What is known from the investigation conducted by Salma a-Deb'i, a field researcher for the Israeli human rights organization B'Tselem – who, along with her colleague, Abd al-Karim Sa'adi, accompanied us this week to the house of mourning – is that Abdallah was shot by a soldier in the armored vehicle from a distance of some 20 meters. Probably out the back window. The horrific incident was captured on video taken by eyewitnesses: A boy throws a few small stones, a convoy speeds past and the boy is hurled backward as he throws a stone at the last vehicle.
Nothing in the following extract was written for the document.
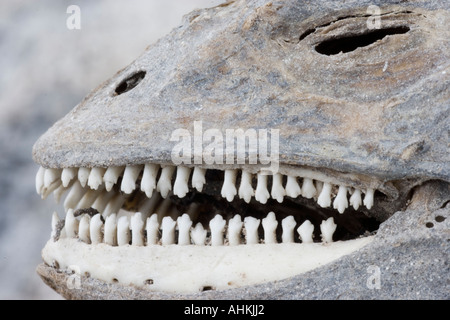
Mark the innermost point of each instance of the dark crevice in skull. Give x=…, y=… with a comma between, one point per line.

None of the jeeps stops. The street is empty, no one is gathering there.
The IDF Spokesperson's Unit this week responded to Haaretz's query: "In the wake of the incident, an investigation was launched by the Military Police Criminal Investigation Division. Immediately after the event, a debriefing was conducted in the unit, as a result of which the soldier in question was suspended by his commanders from all operational activity until a decision is made in his case."
Abud's schoolbag now lies on his bed, next to the pillow. Next to the photo on the wall of the admired shahid, pictures of Abud have now been added.